Nearly every week brings news of another major acquisition or roll-up or relaunches in the tech world. Too often, those changes also bring the familiar announcement that a beloved service is shutting down and taking with it everything its users had poured into it. It’s time that we—the ground-level makers of these services—got better at navigating change without dumping quite so much user effort (and goodwill) overboard each time.

Startups and web companies of the world, we need to talk about data: all those posts and comments and photos and everything else we contribute to your sites, enter into your apps and keep on your servers.

Our stuff—and the traffic it attracts—is at the core of many of your business models. But when we post our photos, comment on friends’ walls, annotate the books we’re reading, pin LOLcats, check into cafés, and review restaurants, we are doing more than using your services and giving you those precious hits. We’re trusting you with all our minutes and hours and days.

We’re giving you our attention and our time, and both of those are finite.

Bad for the Web, Bad for Your Business

The products and services you make often simplify and enrich our lives, and some of you will keep our work safe for years. But more of you will be acquired or split up or abandoned or changed beyond recognition. Mostly, that will be good for you, the makers. But often, it also means that everything we’ve trusted you to keep is deleted, frequently with insufficient notice to save it.

We’ve seen this happen again and again. It makes us mistrust you and makes a whole crowd of loud, early adopters wary of startups that solicit our time. If you make things on the internet, that’s bad for your business.

But this is fixable. By establishing a set of simple, explicit industry norms for handling user-contributed data, you—web makes and app developers of the world—can win back user trust and enthusiasm, and contribute to a more stable digital future.

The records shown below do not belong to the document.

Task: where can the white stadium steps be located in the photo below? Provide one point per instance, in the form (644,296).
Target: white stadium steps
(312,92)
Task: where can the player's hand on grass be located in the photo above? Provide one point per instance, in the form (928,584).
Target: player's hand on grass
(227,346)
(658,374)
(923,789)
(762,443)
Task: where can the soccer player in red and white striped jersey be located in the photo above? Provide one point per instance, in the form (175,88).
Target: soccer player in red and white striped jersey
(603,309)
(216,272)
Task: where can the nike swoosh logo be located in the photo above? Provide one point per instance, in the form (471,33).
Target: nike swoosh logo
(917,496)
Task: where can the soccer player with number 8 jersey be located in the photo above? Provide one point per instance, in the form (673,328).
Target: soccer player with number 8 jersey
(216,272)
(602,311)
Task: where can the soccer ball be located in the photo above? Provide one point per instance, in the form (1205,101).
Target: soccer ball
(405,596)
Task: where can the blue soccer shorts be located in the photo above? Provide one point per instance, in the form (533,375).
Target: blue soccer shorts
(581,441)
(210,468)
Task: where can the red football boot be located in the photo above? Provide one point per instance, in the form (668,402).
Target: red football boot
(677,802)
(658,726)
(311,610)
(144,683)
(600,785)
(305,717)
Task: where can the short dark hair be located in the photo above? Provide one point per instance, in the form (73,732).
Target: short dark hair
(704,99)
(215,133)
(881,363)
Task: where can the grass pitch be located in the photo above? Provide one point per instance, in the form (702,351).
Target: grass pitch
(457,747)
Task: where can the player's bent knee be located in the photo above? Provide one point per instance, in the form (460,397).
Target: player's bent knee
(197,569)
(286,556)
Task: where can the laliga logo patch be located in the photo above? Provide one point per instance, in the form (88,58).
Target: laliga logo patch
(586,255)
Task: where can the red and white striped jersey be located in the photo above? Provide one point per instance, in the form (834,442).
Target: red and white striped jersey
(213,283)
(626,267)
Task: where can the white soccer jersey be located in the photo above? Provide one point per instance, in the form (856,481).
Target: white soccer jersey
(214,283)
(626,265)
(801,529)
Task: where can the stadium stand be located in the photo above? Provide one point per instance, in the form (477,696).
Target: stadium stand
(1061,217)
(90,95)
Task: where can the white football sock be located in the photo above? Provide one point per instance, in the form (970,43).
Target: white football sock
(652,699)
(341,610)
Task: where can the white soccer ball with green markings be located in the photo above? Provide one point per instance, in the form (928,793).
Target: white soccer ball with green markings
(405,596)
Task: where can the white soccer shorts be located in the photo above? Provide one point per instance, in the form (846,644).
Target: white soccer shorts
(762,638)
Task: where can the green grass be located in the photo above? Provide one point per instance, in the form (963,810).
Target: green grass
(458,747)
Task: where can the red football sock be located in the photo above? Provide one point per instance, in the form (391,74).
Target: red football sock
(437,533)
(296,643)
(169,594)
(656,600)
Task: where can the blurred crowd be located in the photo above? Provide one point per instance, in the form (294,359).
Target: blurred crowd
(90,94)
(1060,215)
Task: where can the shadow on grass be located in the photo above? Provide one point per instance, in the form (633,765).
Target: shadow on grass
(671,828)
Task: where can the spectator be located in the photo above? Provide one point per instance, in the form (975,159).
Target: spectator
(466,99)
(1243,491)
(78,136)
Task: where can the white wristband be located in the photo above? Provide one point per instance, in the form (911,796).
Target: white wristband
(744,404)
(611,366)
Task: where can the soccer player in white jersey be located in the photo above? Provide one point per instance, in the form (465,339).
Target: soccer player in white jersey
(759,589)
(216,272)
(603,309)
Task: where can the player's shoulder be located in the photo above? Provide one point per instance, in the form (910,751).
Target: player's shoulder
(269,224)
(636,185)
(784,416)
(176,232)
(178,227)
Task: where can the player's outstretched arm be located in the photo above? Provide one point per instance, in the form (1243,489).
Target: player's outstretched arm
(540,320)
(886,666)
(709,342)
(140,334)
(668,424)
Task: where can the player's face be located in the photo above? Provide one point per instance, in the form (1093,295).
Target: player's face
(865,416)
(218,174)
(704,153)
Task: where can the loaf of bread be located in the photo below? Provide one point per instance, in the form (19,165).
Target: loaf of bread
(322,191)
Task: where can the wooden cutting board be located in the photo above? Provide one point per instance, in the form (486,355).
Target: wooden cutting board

To those ends, we propose three simple guidelines.

The Guidelines

  1. Treat our data like it matters. Keep it secure and protect our privacy, of course—but also maintain serious backups and respect our choice to delete any information we’ve contributed.
  2. No upload without download. Build-in export capabilities from day one.
  3. If you close a system, support data rescue. Provide one financial quarter’s notice between announcing the shutdown and destroying any user-contributed content, public or private, and offer data export during this period. And beyond that three months? Make user-contributed content available for media-cost purchase for one year after shutdown.

Web Users: Demand Better

We’ve had plenty of examples: Geocities, Delicious, Gowalla, Etherpad. Every time a website or online service reboots or shuts down and takes user-contributed content with it, we—all of us collected under the label of “users”—risk losing the time and effort we poured into it.

We’ll only get the data protection our work deserves if we ask for it politely, clearly, and relentlessly. The above is a starting point for doing precisely that. Before you commit to another new service, perhaps you’d like to share the above guidelines with its makers and note their response?

I am merely making a position statement on practices for handling and preserving user-created content in moments of major change, and it’s also a heads-up for companies and a rallying cry for users. It’s a beginning. I hope it will spark sturdier conversations online and in conference rooms, and that you’ll help us make it better.